In last week's post I mentioned that one of the Inuit who sojourned in Europe in the 1560s had facial tattoos, which were quite common among 16th-century Eskimo men and women. Such tattoos fell out of fashion by the early 20th century, but appear to be making a partial comeback, according to a story in the September 17, 2006 issue of the Anchorage Daily News. Author Alex Demarban reports that several women from the Inupiat community of Barrow, Alaska are reviving the practice of tattooing their chins (usually with blue stripes or circular patterns of dots), as a way of honoring their ancestors and cultural heritage. One man, a whaler, is planning to tattoo a whale-tail necklace on his chest to record his kills.

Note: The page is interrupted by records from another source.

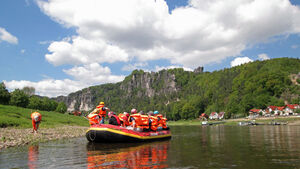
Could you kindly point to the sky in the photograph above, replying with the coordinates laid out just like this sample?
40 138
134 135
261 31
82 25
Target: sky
62 46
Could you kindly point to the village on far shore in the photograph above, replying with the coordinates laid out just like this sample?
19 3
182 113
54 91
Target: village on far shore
270 111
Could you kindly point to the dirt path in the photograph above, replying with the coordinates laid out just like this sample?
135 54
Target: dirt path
15 137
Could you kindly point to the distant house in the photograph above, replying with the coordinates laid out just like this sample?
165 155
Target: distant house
279 111
290 108
205 116
254 113
213 116
271 108
221 115
76 113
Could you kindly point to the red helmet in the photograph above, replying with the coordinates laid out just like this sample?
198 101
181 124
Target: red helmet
127 114
133 111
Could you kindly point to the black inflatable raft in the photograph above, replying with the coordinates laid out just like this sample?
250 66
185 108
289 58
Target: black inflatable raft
111 133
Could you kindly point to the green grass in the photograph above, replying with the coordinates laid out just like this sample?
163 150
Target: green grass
184 122
11 116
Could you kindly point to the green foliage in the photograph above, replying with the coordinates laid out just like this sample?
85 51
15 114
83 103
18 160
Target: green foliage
29 90
19 98
61 107
11 116
4 94
234 90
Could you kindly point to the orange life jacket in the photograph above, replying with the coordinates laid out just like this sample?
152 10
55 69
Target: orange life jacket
164 122
93 119
124 119
154 123
144 122
101 112
159 120
117 118
137 119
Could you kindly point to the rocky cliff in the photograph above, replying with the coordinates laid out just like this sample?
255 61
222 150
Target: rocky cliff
139 87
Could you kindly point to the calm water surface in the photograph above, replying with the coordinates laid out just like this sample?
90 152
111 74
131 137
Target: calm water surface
247 147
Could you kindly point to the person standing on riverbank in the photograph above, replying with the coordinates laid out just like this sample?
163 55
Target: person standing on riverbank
101 111
36 118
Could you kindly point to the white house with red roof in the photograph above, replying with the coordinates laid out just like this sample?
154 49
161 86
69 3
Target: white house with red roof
213 116
290 109
254 113
221 115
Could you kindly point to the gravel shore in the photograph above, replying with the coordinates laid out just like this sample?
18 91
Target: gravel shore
10 137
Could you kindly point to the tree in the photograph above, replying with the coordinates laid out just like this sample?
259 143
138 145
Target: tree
19 98
4 94
35 103
61 107
29 90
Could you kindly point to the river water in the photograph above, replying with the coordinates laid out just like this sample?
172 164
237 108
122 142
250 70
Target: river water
246 147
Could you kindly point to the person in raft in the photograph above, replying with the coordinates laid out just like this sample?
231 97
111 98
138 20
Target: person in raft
101 111
36 120
133 119
161 121
123 117
113 119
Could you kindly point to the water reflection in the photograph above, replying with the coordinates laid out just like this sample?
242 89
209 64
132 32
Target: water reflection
33 155
146 156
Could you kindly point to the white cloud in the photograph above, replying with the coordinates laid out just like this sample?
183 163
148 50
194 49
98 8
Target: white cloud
263 56
109 31
85 76
83 51
200 33
130 67
6 36
93 74
47 87
240 60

"Tattoos were common throughout Alaska for hundreds of years," Demarban reports. "Some elder seamstresses used bird-bone needles...sinew, thread, and soot to decorate human canvasses, said Lars Krutak, an anthropologist who studied the custom in Alaska and elsewhere. For women who bore elaborate designs across faces and necks to enhance beauty or fertility, it was a painful rite of passage...For hunters, the etchings - usually dark blue - boosted bravery and could ward off evil spirits."

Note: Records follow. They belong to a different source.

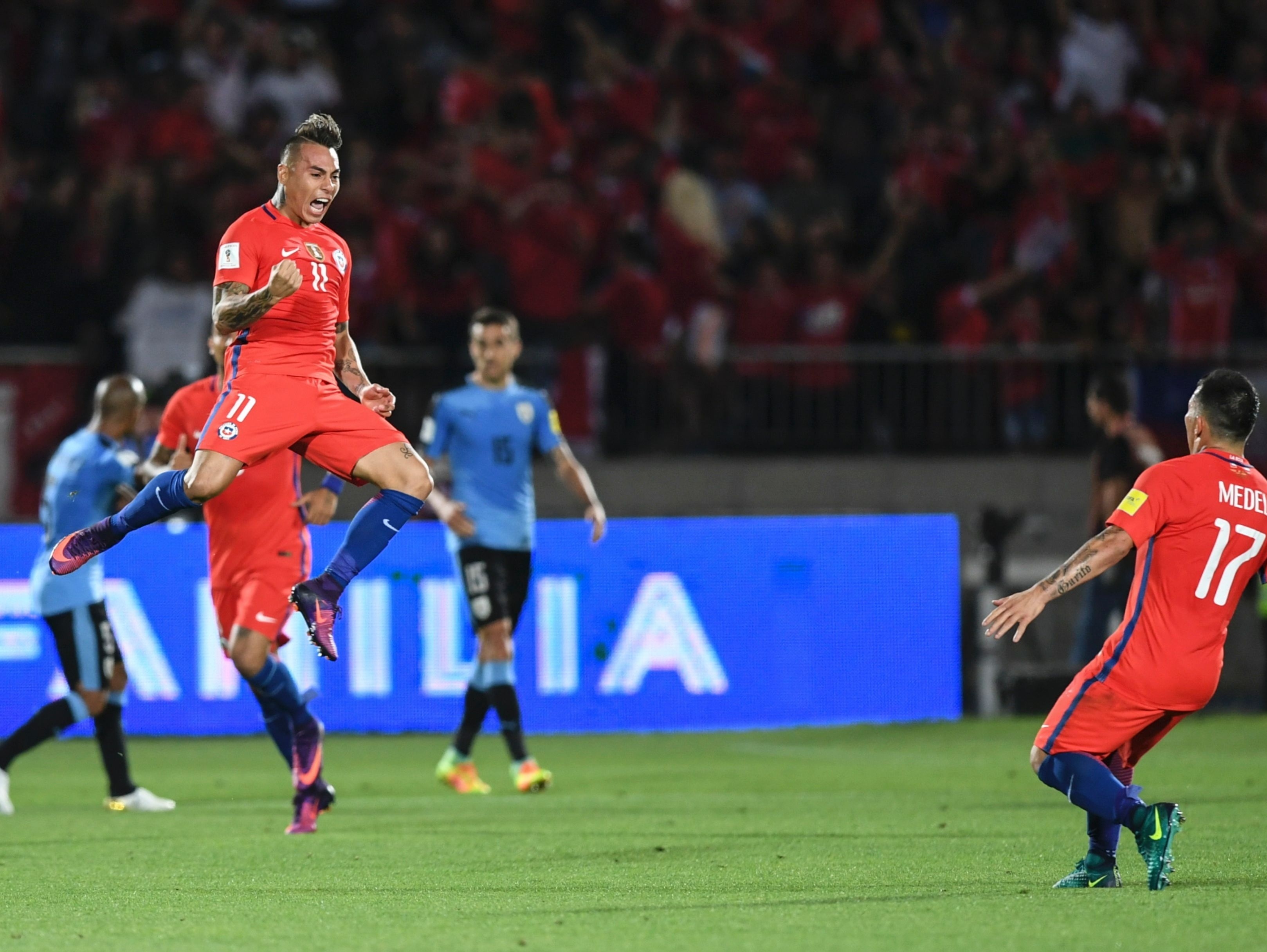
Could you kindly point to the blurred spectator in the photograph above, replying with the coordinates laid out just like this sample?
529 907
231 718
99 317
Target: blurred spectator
1066 159
1123 452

According to Demarban and Krutak, Christian missionaries and boarding schools were responsible for "stamping out" Inuit facial and chest tattoos, though the indigenous inhabitants of St. Lawrence Island continued the practice into the 1920s. It remains to be seen whether the current revival of facial tattoos is just a quirky decision by a few isolated people, or whether it becomes a larger cultural trend. If the latter is the case, we will at last be able to use the words "major cultural trend" and "Barrow, Alaska" in the same sentence.